Most recently, under the administration of President Michel Temer, the Brazilian government has set out several controversial reforms, alongside a series of political corruption scandals, which have led to both increased conflict and social unrest across the country . There has been a small number of land demarcation and titling procedures concluded from May 12, 2016, when he assumed the presidency on an interim basis, and it is notable the fact that members of its government and its allies have tried to revise and even revoke the few procedures signed by former President Dilma Rousseff. The almost complete paralysis of the demarcation of indigenous lands and the titling of quilombola lands demonstrates the strong ties of Michel Temer with agribusiness (CIMI, 2015). Politically, Brazil has a strong presence of congressmen who are also agrarian entrepreneurs, or who are indirectly involved in the Brazilian private sectors with some sort of interest in the outcomes of land and environment regulation.
Recent setbacks on indigenous and traditional communities land rights include the controversial timeframe (“marco temporal”), an arbitrary cut-off date for land claims in which indigenous are to have rights only over lands they were physically occupying as of 5 October 1988, the day the most recent federal Constitution, despite the fact that, by then, many indigenous groups had already been forced from their lands . Additionally, a targeted campaign to defund and dismantle Brazil’s national indigenous agency has left the entity barely able to defend Indigenous Peoples’ culture and lands .

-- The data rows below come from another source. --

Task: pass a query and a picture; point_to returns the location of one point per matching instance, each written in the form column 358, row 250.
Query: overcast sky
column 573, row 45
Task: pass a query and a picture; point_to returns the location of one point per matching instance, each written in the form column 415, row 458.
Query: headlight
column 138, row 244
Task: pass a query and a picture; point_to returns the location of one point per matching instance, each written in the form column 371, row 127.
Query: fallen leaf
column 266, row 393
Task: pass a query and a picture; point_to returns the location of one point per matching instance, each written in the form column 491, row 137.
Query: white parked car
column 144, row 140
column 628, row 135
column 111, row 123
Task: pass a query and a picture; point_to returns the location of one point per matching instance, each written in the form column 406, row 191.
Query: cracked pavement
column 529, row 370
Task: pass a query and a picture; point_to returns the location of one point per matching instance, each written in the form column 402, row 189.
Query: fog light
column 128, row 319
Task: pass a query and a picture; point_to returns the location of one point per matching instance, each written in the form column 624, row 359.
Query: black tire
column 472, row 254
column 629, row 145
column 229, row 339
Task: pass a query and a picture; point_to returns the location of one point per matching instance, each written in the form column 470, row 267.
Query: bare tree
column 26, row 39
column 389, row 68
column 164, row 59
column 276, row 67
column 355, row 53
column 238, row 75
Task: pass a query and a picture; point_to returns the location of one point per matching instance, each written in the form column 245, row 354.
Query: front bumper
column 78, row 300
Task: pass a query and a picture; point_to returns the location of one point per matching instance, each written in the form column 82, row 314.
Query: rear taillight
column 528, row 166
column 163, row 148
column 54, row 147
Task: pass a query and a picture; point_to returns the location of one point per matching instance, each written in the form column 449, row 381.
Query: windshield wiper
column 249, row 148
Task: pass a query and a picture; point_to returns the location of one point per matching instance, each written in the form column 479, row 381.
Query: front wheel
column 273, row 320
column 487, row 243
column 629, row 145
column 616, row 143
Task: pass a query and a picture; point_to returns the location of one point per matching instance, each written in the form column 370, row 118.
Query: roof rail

Quilombola’s territories are also under threat by an effort to challenge the constitutionality of the Federal Decree (No 4887/03) that stipulates procedures for titling Quilombola territories. The Federal Supreme Court (STF) will decide if there is a future for the more than 16 million Brazilian quilombolas, who are now facing the possibility of losing their lands, their memories and their identity.
Brazil has a long history of discrepancy between their written law and the social reality, but for the past years it has been more evident the policy of deconstructing rights and deterioration of culture, life and means of survival within the territories of traditional and indigenous communities and peoples in recent years is evident, and, according to CIMI (2016), there will be even more severe changes, especially in relation to land demarcations.
Much of what has been achieved so far, in terms of land rights recognition during the recent Brazilian history, is due to increasing social organization of social movements, workers unions, professional bodies, academia, NGOs, progressive politicians, etc., who combined efforts to react to the use and management of land and cities as commodities, as a source of profit for the elites, while most of the population was living in inadequate conditions. In sum, the claims and proposals of the land reform movements were growing ever stronger, including the ideas of social function of land, fair distribution of the burdens and benefits of the urbanization process and the democratic management of land and cities.
The land use trends in Brazil, which are often a reflex of and feedback major inequalities, with strong class, ethnic and gender aspects, are a result of historical asymmetric power relations and resistance, shaping the Brazilian territory.